As a value investor, I’m all in on Walgreens before the 19th of May. While the bears on Wall Street have been hammering the company down to new lows, keep in mind that Walgreens has been growing earnings at an impressive rate, and has a very low payout rate, meaning that it is reinvesting heavily in its business, which is what astute investors want to see in a stock. Zoom Video Communications and Teladoc Health are examples of companies who have flourished from the onset due to the effects COVID-19 have had on our life as we once knew it. Walgreens, on the other hand, will slowly see growth in numbers as more and more Americans return back to work and are asked to be tested for the virus. And when a vaccine becomes approved and available on the market, I see Walgreens stock knocking it out of the park. And we’re not talking about the flu shot…people are going to be racing to their local pharmacy to get vaccinated. By this time, huge efforts in cost cutting that Walgreens had been making will have been strategically reinvested wisely to greet this influx of foot traffic and profit off of it. It may take you two to three years to see nice gains on an investment in Walgreens stock, but for those who have patience, well dang ain’t those prices looking real good right about now.

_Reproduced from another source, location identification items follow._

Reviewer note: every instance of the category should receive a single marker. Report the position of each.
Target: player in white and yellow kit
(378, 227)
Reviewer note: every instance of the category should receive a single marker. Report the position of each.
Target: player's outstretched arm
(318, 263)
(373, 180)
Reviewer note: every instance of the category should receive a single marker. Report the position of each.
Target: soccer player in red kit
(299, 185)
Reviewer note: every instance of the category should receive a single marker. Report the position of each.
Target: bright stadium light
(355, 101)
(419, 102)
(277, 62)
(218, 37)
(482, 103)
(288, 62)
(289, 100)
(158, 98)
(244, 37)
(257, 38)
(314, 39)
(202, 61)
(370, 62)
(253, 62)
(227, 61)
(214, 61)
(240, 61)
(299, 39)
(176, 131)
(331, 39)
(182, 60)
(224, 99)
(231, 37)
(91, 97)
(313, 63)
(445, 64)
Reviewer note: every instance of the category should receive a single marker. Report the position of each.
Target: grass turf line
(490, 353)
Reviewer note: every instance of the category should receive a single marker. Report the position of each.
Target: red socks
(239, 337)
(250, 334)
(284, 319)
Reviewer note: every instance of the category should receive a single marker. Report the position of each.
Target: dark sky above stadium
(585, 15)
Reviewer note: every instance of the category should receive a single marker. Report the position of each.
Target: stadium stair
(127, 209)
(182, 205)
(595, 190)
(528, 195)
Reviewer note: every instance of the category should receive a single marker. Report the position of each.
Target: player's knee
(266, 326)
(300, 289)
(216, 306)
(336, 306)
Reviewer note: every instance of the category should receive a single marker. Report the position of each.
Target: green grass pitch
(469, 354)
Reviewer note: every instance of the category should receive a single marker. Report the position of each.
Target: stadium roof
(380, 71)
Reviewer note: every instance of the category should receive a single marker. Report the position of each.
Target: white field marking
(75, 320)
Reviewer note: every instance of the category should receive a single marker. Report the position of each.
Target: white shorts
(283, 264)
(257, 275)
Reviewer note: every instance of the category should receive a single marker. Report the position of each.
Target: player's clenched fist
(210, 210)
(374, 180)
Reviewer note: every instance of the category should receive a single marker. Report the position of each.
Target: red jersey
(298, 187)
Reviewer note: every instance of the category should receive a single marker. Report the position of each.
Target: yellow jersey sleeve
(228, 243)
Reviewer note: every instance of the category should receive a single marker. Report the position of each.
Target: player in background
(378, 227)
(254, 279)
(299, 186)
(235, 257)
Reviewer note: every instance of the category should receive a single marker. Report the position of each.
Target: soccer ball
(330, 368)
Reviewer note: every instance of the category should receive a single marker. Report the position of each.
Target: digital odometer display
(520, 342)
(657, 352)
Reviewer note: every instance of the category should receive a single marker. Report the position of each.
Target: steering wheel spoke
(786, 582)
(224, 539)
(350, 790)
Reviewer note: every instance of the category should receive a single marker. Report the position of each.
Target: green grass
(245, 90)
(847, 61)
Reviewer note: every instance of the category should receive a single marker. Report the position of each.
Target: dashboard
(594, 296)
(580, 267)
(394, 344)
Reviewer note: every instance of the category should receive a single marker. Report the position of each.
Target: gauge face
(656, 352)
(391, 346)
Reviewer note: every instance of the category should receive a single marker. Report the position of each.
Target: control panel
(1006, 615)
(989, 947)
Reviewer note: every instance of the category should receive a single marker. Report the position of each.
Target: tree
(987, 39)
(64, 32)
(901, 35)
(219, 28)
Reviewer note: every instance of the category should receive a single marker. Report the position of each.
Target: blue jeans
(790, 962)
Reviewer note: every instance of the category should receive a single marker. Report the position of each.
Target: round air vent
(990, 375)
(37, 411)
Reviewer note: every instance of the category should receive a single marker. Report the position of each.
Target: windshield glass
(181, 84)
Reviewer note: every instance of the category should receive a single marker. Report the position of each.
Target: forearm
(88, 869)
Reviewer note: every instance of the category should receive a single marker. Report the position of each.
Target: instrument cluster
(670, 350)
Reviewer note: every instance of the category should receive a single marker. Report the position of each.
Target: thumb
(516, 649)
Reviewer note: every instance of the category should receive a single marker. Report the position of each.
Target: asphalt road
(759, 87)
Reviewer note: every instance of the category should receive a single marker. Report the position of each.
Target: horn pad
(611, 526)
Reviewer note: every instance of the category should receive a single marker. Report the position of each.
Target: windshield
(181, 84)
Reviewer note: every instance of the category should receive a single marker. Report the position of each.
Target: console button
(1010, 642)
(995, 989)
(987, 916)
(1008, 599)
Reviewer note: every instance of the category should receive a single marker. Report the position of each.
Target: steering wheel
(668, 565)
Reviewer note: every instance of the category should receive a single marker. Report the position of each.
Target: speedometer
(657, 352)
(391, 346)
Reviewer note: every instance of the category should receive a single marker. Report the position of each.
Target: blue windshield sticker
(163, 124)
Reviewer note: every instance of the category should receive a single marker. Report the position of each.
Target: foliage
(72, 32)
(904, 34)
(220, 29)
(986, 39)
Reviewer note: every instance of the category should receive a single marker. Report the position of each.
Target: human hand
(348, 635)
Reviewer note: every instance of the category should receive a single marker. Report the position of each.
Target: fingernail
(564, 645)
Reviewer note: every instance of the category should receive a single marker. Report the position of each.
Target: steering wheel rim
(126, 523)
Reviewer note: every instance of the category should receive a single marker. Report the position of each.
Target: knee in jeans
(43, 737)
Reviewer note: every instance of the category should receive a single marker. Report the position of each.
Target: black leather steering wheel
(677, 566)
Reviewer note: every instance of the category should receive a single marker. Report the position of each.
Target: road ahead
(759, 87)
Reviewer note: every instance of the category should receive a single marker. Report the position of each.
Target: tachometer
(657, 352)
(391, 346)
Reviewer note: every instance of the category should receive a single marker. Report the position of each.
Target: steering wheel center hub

Disclaimer : This material should not be considered investment advice. After Further Review…The Stock is Reversed or Bob Schless are not registered investment advisors. Under no circumstances should any content from this blog, website, articles, videos, seminars or emails from After Further Review…The Stock is Reversed or Bob Schless should be used or interpreted as a recommendation to buy or sell any type of security or commodity contract. This material is not a solicitation for a trading approach to financial markets. Any investment decisions must in all cases be made by the reader or by his or her registered investment advisor. This information is for speculative purposes only.